Epilepsy

Sharon Foxwell by Sharon Foxwell Additional Needs

Sharon Foxwell

Sharon Foxwell

I'm Sharon, I have a daughter with epilepsy and a severe learning disability. I blog about our livewire life.

Epilepsy

I have always found epilepsy quite a nice word to say, it sounds almost pretty as you speak it. While I knew it wasn’t a nice condition to live with, prior to26th December 2015, I had no idea of the impact it could have. This meant I was unprepared for the terrifying journey we were about to embark on.

My beautiful little girl had her first seizure at 18 months old. I was applying mascara at the time, I can remember that vividly. My husband shouted up to me that she was having a ‘fit’ (we now know to refer to this as a seizure).
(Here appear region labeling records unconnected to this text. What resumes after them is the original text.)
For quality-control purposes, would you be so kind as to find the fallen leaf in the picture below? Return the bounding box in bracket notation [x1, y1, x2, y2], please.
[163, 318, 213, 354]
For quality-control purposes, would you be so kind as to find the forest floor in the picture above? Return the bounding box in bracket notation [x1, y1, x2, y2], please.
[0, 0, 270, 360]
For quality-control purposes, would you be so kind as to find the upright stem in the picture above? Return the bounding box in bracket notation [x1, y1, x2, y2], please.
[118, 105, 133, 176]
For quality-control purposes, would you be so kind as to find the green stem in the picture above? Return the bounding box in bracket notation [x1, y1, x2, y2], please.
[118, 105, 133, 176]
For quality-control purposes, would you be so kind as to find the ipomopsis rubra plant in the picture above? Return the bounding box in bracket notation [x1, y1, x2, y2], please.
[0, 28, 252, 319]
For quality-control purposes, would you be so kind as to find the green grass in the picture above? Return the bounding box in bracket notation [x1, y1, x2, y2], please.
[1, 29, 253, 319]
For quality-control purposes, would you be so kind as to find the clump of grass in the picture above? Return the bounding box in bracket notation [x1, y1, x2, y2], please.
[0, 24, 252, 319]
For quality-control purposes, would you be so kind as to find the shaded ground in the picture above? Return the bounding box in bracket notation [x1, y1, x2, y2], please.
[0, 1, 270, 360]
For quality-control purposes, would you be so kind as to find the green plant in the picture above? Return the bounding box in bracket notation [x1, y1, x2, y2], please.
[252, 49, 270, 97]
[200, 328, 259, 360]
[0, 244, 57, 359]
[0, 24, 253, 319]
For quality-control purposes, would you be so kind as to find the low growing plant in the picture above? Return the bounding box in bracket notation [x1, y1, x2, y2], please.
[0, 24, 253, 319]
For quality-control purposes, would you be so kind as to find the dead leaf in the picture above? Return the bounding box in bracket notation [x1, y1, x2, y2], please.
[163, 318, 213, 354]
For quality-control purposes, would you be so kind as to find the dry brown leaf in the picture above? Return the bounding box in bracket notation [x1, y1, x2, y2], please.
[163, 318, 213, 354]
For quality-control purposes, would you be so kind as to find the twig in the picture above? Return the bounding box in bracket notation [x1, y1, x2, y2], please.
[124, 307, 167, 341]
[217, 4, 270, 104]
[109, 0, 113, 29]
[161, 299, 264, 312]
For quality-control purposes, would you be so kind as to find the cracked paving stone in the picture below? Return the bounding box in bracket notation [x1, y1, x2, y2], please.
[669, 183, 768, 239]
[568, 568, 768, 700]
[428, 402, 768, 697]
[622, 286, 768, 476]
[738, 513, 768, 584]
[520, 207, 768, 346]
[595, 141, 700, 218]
She had her second tonic clonic seizure about two weeks later, just as my shoulders were dropping and I was starting to think that maybe the doctors were right when they thought it was ‘one of those random things’. Another ambulance trip, a huge list of tests. Terrifying tests with long waits for results.

My daughter is now nine and has complex and drug resistant epilepsy

She has tried at least ten medications, has been on the ketogenic diet for 5 years, has a Vagus Nerve Stimulator and has a severe learning disability. She is wonderful and adored by all who know her. She has taught us so much and made me a better person in so many ways.

It’s epilepsy awareness month, so I’m going to share a few things I have learned about epilepsy, and some tips which may be helpful.

1. It is often a shape-shifting condition.

My daughter’s seizures have evolved and changed over the years; we think we see a pattern or some stability and bam, things switch again. It is hard to achieve, but where possible, try to take things day by day. A seizure happens, it’s horrible. Then it passes and there are peaceful times. Sometimes these are not long but there is solace to be found here if you can be in the moment.

2. Doctors don’t know everything.

Make sure you have a doctor that listens. Good doctors are curious and know that the carer or parent of a child with any condition has valuable insight. Never be afraid to ask for a second opinion if something does not sit right for you. Oh, and if you are referred to as ‘mum’ or ‘dad’, and, like me, find this patronising, politely remind them of your name.

3. Find your tribe (at the right time).

There are numerous epilepsy forums and Facebook groups. When the time is right, they can provide a valuable source of support and guidance. I went on the groups too early in my journey initially and found myself becoming more anxious than I needed to be, reading other people’s stories.

4. There are many medications and everyone reacts differently.

Just because a medication did not work for one person, it may be another’s miracle drug. Don’t fall into this trap on the forums when people discuss meds. Unpleasant side effects may occur for one person but not another. To dismiss a drug based on hearsay is not a good idea. Always discuss with your doctor.

5. There are other treatments as well as medications including surgery, Vagus Nerve Stimulators and the ketogenic diet.

Epilepsy charities have excellent information on these so read up and don’t be afraid to bring them up with your doctor.

Epilepsy can be an incredibly hard condition to live with, but the right support and knowledge can make things so much easier. Epilepsy charities are an excellent starting point. One of my favourite sayings since diagnosis is: ‘this too shall pass’. And it does.